Sängerin Kelly Clarkson, 38, ist zufrieden mit der gerichtlichen Entscheidung des primären Sorgerechts, da ihre beiden Kinder "ihre erste Priorität” sind. Das berichtet eine Quelle gegenüber dem US-Magazin People. Doch die Scheidung droht teuer zu werden für die Sängerin und Talkmasterin. Ihr Ex-Gatte, Musikmanager Brandon Blackstock, 43, verlangt monatliche Unterhaltszahlungen in Höhe von satten 364.400 Euro, nachdem ein Richter in Los Angeles County Kelly Clarkson das primäre Sorgerecht für die gemeinsamen Kinder River Rose Blackstock, 6, und Remington Alexander Blackstock,4, zugesprochen hat. "Brandon ist in seinem Verlangen nach Unterhalt für die Kinder und sich selbst sowie in Bezug auf die Anwaltskosten gleichermaßen unverschämt", so berichtet die Quelle in People.

Kelly Clarkson: Der Ex verlangt über 4 Millionen pro Jahr

"Kelly hat angeboten, alle Ausgaben für die Kinder zu bezahlen, aber Brandon scheint zu glauben, dass er Anspruch auf Ehegattenunterstützung in Höhe von 252.000 Euro und Kindergeld in Höhe von 113.000 Euro pro Monat hat und benötigt", so die Quelle gegenüber People. "Außerdem verlangt er schon jetzt 1.7 Millionen Euro für Anwaltskosten, obwohl er derjenige ist, der die Kosten der Scheidung mit sieben Anwälten in die Höhe treibt, die alle nur ihn vertreten", fügt der Insider hinzu. Sollte Blackstock mit dieser Zahlungsforderung durchkommen, würde er mehr als 4.35 Millionen Euro pro Jahr erhalten.

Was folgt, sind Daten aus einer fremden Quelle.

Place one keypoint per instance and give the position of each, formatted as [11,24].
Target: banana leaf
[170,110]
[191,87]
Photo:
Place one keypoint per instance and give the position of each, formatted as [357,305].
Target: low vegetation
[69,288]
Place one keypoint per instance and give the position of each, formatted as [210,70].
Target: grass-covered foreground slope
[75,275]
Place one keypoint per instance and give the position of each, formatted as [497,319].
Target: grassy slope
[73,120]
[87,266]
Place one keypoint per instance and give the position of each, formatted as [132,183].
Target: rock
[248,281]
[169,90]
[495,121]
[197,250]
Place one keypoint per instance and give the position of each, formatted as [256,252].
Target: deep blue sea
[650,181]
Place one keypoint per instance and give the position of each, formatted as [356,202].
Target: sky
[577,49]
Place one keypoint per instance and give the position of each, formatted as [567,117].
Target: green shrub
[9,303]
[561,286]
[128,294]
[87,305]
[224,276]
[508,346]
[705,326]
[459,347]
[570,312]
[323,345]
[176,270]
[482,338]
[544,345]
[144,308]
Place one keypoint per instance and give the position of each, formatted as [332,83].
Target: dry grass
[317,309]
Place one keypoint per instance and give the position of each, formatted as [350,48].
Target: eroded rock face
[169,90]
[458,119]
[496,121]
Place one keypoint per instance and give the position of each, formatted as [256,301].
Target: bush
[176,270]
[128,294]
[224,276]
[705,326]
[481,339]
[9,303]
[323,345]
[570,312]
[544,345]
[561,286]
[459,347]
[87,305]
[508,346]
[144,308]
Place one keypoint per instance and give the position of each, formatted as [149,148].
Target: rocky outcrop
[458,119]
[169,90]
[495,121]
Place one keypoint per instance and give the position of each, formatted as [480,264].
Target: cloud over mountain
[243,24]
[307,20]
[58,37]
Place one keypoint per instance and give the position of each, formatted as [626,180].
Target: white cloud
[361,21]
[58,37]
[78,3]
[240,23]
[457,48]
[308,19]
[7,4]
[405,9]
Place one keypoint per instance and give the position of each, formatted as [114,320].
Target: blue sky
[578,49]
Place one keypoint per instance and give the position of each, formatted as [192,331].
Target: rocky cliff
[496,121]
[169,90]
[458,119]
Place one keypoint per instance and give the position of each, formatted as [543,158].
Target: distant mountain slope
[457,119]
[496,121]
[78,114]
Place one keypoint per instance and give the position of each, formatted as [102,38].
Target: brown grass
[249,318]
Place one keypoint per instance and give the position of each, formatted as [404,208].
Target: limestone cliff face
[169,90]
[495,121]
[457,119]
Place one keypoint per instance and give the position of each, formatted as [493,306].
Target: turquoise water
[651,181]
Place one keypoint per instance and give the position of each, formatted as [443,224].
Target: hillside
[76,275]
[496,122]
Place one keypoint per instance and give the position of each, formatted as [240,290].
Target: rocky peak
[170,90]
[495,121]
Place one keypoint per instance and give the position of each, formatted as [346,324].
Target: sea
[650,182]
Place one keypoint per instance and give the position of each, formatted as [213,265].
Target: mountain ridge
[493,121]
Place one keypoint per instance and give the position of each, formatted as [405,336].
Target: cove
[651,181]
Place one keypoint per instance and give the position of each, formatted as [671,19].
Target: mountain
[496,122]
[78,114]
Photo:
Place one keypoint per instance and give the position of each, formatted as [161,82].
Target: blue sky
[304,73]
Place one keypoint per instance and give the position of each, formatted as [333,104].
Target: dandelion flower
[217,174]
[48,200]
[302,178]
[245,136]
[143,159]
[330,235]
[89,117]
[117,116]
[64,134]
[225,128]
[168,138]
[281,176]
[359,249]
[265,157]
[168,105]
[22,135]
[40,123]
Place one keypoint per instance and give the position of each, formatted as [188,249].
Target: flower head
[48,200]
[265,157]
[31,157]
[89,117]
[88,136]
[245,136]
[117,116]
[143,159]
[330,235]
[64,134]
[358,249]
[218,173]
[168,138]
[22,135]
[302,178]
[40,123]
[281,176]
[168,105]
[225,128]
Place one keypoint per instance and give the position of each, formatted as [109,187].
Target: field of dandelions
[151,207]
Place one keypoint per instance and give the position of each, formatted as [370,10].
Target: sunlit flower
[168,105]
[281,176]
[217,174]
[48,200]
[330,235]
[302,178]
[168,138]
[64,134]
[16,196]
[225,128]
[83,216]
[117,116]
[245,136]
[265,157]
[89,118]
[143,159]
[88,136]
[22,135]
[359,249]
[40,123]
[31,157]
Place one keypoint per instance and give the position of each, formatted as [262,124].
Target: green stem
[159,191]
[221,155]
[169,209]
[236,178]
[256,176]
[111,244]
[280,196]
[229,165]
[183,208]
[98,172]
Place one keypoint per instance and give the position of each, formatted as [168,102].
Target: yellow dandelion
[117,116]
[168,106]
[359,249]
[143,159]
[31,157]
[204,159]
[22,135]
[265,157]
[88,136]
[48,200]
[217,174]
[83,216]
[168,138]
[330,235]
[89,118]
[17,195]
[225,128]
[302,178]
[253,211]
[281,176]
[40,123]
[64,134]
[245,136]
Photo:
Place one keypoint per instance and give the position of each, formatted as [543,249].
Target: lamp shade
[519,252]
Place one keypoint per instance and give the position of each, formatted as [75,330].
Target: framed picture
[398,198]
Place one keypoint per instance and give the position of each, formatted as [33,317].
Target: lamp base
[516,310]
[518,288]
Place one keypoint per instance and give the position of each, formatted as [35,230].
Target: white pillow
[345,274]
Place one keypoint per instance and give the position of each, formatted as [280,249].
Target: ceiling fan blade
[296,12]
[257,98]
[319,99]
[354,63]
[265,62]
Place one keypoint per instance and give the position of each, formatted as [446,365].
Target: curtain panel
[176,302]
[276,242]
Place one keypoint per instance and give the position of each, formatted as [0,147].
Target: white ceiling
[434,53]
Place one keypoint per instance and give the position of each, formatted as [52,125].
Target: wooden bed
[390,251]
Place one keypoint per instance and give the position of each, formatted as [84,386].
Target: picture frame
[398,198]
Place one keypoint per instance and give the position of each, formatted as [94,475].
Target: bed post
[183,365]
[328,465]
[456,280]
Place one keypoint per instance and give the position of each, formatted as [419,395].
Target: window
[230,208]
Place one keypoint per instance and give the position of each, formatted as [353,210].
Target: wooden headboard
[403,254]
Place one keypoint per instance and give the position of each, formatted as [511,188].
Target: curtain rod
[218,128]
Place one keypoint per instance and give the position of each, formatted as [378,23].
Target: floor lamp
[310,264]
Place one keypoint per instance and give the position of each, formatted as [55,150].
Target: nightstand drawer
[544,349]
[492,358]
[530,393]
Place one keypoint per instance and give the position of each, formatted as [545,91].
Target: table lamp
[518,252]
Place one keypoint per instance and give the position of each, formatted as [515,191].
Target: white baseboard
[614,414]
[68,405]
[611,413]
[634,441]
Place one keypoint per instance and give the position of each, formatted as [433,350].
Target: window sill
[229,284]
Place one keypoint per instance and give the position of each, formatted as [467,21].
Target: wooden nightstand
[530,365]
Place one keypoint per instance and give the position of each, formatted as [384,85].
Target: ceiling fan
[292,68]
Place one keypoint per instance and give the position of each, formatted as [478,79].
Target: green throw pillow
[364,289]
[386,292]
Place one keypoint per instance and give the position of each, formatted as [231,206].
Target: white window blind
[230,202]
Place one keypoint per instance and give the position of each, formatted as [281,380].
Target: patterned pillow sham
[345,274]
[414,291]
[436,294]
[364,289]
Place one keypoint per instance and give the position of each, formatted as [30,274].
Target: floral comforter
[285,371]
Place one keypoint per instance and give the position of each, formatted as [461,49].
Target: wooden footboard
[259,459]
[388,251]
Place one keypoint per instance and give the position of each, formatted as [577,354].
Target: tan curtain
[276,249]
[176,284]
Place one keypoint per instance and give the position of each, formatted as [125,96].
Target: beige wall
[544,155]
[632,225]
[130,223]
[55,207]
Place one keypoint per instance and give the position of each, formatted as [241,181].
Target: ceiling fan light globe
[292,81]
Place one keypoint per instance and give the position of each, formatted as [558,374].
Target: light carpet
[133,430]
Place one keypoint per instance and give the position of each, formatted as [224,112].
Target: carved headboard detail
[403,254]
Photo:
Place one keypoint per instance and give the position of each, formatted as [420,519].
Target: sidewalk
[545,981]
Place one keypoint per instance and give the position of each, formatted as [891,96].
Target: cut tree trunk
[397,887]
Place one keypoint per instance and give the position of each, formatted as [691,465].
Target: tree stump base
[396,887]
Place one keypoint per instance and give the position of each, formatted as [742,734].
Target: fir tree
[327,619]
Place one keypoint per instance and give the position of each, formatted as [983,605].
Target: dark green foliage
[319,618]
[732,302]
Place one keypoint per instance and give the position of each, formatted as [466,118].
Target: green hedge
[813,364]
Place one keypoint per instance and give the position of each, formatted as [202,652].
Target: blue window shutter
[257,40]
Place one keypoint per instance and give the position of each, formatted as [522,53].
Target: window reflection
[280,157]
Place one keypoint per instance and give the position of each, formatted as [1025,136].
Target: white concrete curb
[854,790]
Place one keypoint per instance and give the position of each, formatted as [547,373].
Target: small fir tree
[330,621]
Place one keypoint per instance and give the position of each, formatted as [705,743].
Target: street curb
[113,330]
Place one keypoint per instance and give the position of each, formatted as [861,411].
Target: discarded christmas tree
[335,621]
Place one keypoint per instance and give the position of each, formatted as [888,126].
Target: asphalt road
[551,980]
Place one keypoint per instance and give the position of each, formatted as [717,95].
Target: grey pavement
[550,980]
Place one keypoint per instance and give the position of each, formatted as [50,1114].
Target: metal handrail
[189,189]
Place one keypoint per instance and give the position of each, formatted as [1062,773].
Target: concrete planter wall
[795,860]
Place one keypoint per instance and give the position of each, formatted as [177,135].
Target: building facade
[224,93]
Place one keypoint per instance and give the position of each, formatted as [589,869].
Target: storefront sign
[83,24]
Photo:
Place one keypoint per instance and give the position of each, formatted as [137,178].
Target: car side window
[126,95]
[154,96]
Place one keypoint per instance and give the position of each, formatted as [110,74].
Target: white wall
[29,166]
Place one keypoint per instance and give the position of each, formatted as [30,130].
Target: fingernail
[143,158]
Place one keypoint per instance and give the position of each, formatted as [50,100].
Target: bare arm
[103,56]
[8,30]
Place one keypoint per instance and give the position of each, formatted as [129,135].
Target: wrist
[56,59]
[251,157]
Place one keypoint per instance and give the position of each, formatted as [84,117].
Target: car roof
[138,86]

Sie will ihre Kinder schützen

Kelly Clarkson hatte im Juni nach sieben Ehe die Scheidung eingereicht, die jedoch noch nicht offiziell ist. "Eine Scheidung ist schwer und für die meisten Paare spannungsgeladen. Aber Kellys Hauptaugenmerk liegt darauf, das Beste zu tun, um die Kinder zu schützen", fügt die Quelle hinzu.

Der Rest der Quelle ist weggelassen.